Immune checkpoint inhibitors (ICI) targeting CTLA-4 and the PD-1/PD-L1 axis have unprecedentedly improved global prognosis in several types of cancers. However, they are associated with the occurrence of immune-related adverse events. Despite their low incidence, renal complications can interfere with the oncologic strategy. The breaking of peripheral tolerance and the emergence of auto- or drug-reactive T-cells are the main pathophysiological hypotheses to explain renal complications after ICI exposure. ICIs can induce a large spectrum of renal symptoms with variable severity (from isolated electrolyte disorders to dialysis-dependent acute kidney injury (AKI)) and presentation (acute tubule-interstitial nephritis in >90% of cases and a minority of glomerular diseases). In this review, the current trends in diagnosis and treatment strategies are summarized.
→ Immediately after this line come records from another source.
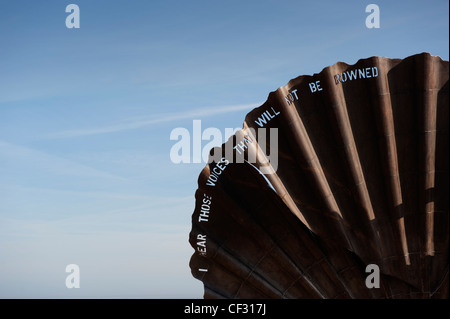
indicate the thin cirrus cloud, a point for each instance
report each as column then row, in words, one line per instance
column 141, row 122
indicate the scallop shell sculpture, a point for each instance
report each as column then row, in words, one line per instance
column 350, row 171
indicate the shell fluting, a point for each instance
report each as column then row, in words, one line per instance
column 354, row 174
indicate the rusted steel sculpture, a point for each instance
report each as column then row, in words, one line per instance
column 360, row 178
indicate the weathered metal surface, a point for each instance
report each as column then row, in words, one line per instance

The diagnosis of ICI-related renal complications requires special steps to avoid confounding factors, identify known risk factors (lower baseline estimated glomerular filtration rate, proton pump inhibitor use, and combination ICI therapy), and prove ICI causality, even after long-term exposure (weeks to months). A kidney biopsy should be performed as soon as possible. The treatment strategies rely on ICI discontinuation as well as co-medications, corticosteroids for 2 months, and tailored immunosuppressive drugs when renal response is not achieved.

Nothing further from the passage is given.